Again working different styles of modern tailoring, Ennio Capasa’s Costume National this season took on the rebellious epoch of the late 60s and 70s. It wasn’t entirely about punk, more the idea of mixing the new found sartorial freedom of that time with tailored forward thinking. Using laser cut fabrics without seams, the ‘Rebel Tailoring’ collection featured suits with zip details, tartan patterns and sleeveless biker jackets over formal jackets. No shirts and ties appeared and Capasa focused on his attention on thin knits instead, some with stripes on, other with diagonal patterns. The final piece married it all as a formal tuxedo jacket made out of fisherman’s knitwear.

Dazed Dazed: What inspired the collection?
Ennio Capasa: It’s called Rebel Tailoring and I like that kind of fashion for men: traditional but still innovative.

DD: Looking at the mood board behind you with all the images of old music and style icons, what time period are we talking about?
Ennio Capasa: End of the 1970s.  

DD: Only knitwear and no shirts...
Ennio Capasa: Yes, no ties and shirts, it’s more free in that sense!

DD: How would you describe the contrasts between, for example, pinstripe suits and biker jackets?
Ennio Capasa: I like to mix comfort and formality.

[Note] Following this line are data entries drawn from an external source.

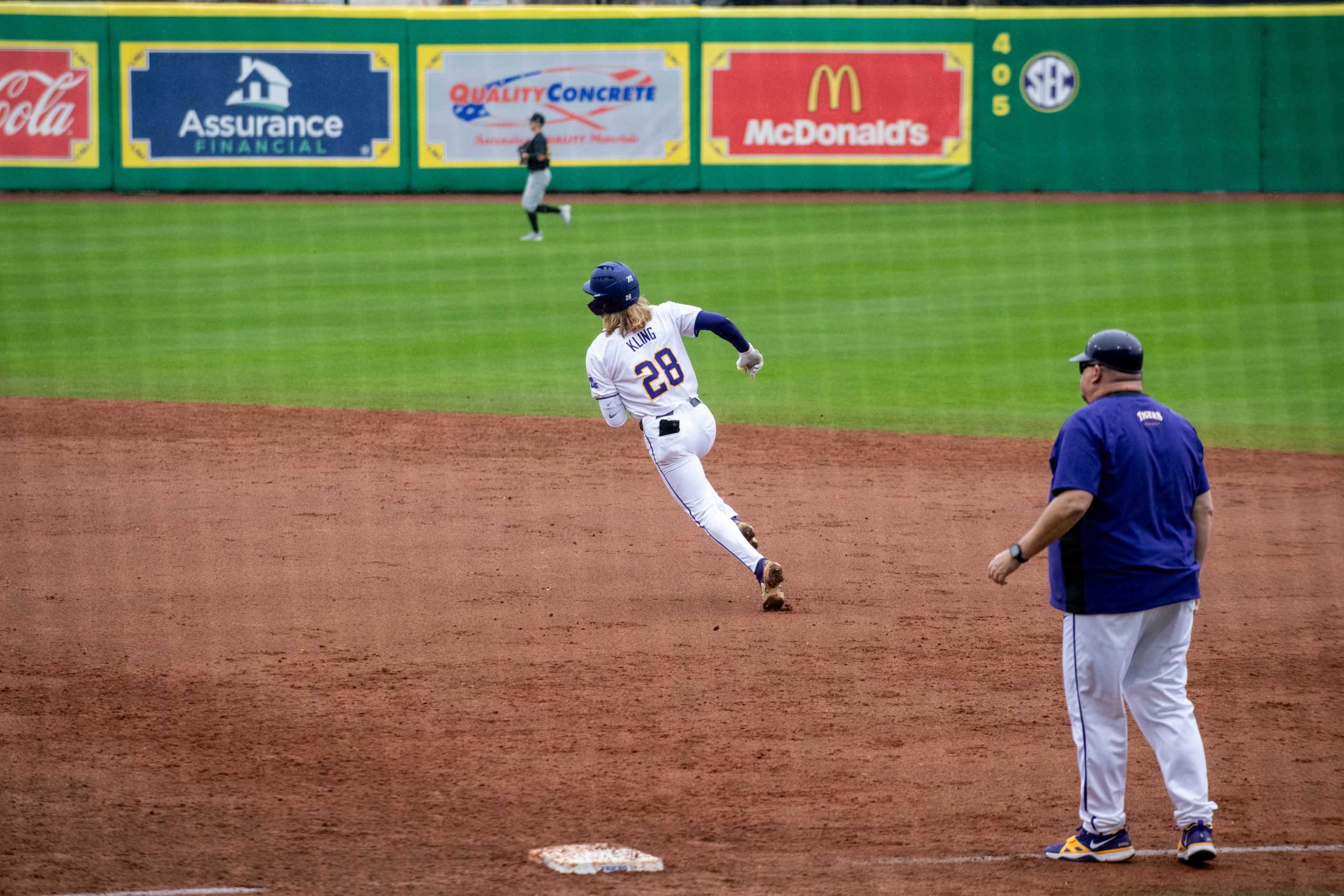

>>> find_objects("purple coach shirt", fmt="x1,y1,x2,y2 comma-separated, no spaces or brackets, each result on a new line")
1049,392,1208,613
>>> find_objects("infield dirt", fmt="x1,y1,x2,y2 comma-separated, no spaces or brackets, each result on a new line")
0,399,1344,896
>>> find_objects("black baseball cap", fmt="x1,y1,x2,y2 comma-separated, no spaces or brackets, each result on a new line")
1068,329,1144,373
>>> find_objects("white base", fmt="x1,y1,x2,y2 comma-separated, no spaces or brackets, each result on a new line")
527,844,663,874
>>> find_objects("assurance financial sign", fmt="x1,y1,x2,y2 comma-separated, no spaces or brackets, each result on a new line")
700,43,972,165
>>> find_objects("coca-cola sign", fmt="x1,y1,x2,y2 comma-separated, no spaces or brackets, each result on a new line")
0,41,98,168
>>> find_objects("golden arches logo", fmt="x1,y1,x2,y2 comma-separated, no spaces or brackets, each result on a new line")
808,63,863,111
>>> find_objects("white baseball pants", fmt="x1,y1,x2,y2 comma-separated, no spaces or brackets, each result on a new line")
640,402,761,575
523,168,551,211
1063,600,1217,833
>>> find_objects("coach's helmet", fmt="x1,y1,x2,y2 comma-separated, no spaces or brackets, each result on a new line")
583,262,640,317
1068,329,1144,373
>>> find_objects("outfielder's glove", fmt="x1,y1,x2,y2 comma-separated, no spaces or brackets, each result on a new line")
738,343,765,379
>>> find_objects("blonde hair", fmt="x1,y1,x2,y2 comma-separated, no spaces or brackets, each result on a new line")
602,296,653,336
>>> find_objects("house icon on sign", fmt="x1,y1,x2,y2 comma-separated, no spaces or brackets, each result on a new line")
225,56,293,111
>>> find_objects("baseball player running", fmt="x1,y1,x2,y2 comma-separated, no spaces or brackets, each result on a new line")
989,329,1217,864
518,111,573,243
583,262,790,610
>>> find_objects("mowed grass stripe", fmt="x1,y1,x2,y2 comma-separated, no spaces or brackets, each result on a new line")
0,199,1344,452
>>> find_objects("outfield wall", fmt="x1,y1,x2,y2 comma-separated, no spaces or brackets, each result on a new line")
0,3,1344,192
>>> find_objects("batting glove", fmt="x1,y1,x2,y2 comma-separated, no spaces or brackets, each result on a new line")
738,343,765,379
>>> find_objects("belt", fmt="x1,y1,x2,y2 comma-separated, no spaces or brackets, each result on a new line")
653,398,704,418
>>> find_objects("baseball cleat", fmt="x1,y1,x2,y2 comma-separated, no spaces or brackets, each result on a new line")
738,520,761,548
1176,821,1217,865
1046,827,1135,862
761,560,793,613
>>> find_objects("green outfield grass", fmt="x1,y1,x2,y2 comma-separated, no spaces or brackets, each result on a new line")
0,195,1344,452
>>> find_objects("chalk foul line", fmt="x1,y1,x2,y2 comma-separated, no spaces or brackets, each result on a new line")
32,844,1344,896
857,844,1344,865
38,887,266,896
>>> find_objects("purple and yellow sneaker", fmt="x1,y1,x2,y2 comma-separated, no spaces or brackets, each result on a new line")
1176,821,1217,865
1046,827,1135,862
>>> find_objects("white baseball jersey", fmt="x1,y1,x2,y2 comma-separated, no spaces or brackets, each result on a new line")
586,302,700,416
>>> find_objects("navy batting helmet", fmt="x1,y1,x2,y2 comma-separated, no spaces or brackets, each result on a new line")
583,262,640,317
1068,329,1144,373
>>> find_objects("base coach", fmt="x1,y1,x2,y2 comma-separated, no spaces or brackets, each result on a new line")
989,329,1217,864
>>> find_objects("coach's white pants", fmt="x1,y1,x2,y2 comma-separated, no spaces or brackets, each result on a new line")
641,402,761,575
523,168,551,211
1063,600,1217,833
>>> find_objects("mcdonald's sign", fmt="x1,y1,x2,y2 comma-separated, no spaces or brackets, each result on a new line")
700,43,972,165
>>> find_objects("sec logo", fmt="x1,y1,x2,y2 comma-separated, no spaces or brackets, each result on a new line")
1022,51,1078,111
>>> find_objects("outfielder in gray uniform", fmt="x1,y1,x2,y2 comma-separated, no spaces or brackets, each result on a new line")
518,111,571,243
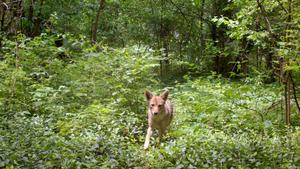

It’s about what we are and what we want to be.

DD:  Tell me about the technique behind the collection...
Ennio Capasa: There are no stitching on the pieces and we use laser cut fabrics, so the tailoring is traditional but with completely new and exciting techniques. 

DD: Favourite piece?
Ennio Capasa: The last piece, the tuxedo jacket made out of knitwear.